Nkosazana Dlamini-Zuma was viewed as media-shy, and only conducted one interview, with ANN7, during her campaign.
At the conference, Nkosazana Dlamini-Zuma narrowly lost in a vote against Cyril Ramaphosa, winning 2,261 votes against his 2,440.
Nkosazana Dlamini-Zuma was nominated for the position by her own ANC branch in eThekwini, Kwa-Zulu Natal, and was again endorsed by former President Zuma.
On 7 April 2017, amid national public demonstrations against Zuma's presidency, Nkosazana Dlamini-Zuma caused controversy by apparently disparaging the protests as "rubbish".
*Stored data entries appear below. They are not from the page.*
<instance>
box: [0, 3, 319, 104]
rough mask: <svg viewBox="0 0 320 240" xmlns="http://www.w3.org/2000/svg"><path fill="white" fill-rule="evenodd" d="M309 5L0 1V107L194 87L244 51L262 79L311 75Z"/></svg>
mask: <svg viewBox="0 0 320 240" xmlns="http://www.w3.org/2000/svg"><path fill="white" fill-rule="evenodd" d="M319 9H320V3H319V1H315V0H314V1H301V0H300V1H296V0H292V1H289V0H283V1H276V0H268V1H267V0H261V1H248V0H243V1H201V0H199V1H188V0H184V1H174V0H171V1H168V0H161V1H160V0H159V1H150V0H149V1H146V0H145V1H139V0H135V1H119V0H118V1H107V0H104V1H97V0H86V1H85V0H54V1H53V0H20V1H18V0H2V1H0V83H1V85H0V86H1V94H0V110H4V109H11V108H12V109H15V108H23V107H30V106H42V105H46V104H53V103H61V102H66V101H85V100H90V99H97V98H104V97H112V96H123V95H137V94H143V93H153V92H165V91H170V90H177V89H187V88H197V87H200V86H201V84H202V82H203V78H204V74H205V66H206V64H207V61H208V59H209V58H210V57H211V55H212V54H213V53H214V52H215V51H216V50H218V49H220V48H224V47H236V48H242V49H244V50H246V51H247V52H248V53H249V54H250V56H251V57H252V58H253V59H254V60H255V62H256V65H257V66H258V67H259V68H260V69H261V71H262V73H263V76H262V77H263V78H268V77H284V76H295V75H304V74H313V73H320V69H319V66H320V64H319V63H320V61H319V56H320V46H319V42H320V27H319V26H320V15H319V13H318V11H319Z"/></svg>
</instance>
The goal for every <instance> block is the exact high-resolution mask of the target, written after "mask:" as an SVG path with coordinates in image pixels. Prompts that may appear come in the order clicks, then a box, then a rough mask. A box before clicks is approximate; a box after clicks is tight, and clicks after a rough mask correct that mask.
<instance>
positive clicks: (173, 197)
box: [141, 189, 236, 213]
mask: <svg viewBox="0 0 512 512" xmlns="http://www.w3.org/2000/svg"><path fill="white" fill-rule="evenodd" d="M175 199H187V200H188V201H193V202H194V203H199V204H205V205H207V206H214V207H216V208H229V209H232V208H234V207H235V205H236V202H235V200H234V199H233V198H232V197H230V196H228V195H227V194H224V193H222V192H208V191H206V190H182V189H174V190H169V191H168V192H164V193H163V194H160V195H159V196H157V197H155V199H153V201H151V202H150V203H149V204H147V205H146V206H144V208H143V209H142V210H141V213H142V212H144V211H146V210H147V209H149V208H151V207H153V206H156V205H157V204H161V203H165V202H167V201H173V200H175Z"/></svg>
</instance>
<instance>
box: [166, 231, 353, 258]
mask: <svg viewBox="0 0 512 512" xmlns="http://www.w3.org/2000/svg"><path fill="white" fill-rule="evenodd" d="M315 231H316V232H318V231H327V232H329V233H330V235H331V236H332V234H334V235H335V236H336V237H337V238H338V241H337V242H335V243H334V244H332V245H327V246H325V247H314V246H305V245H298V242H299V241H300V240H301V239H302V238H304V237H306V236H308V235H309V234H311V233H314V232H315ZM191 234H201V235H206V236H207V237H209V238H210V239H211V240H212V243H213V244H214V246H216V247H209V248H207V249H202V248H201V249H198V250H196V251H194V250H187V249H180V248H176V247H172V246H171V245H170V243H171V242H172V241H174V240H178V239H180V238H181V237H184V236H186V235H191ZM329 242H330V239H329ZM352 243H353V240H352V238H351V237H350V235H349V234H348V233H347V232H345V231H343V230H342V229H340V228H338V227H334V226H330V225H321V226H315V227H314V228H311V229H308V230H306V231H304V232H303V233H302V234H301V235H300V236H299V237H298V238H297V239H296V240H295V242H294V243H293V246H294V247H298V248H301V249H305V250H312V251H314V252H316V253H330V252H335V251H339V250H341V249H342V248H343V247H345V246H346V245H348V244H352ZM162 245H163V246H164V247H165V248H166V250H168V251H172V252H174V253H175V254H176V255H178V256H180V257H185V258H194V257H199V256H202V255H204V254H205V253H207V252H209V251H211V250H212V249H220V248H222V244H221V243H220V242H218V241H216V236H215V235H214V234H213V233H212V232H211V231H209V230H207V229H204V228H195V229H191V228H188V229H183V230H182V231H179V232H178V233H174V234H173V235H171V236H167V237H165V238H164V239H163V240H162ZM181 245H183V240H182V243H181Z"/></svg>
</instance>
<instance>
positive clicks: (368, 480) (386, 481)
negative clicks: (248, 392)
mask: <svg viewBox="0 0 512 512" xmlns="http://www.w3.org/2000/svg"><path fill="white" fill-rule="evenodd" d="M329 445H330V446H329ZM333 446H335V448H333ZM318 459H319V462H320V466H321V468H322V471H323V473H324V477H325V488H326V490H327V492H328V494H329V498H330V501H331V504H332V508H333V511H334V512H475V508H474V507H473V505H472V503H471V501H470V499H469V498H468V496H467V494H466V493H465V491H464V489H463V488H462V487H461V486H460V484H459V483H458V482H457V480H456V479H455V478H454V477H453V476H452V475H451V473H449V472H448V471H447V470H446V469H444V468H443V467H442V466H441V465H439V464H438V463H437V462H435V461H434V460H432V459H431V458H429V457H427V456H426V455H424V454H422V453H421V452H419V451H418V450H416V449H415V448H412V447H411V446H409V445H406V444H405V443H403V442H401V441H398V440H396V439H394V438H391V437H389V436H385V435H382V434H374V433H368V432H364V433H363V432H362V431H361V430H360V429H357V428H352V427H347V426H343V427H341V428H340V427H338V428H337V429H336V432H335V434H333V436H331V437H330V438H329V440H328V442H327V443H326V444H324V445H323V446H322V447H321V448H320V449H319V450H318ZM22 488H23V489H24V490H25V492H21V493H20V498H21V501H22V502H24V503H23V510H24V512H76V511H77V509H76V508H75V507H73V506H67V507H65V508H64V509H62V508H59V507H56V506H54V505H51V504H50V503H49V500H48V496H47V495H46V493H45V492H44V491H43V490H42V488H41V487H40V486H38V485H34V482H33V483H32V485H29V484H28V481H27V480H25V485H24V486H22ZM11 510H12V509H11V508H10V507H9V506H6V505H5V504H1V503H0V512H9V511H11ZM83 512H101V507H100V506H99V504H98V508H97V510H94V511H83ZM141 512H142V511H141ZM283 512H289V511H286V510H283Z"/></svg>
The allegations were revived in 2020, as commentators questioned whether Nkosazana Dlamini-Zuma was pursuing the government's tobacco ban because of her alleged connections to tobacco smugglers, who would benefit from the ban.
Nkosazana Dlamini-Zuma maintained that the ban was based on health concerns only.
Nkosazana Dlamini-Zuma was married to former President Jacob Zuma between 1982 and 1998.
Nkosazana Dlamini-Zuma's younger sister, Hlobisile, is an ANC member and serves as Member of the Kwa-Zulu Natal Legislature.
Nkosazana Dlamini-Zuma received the Order of Luthuli in gold in 2013.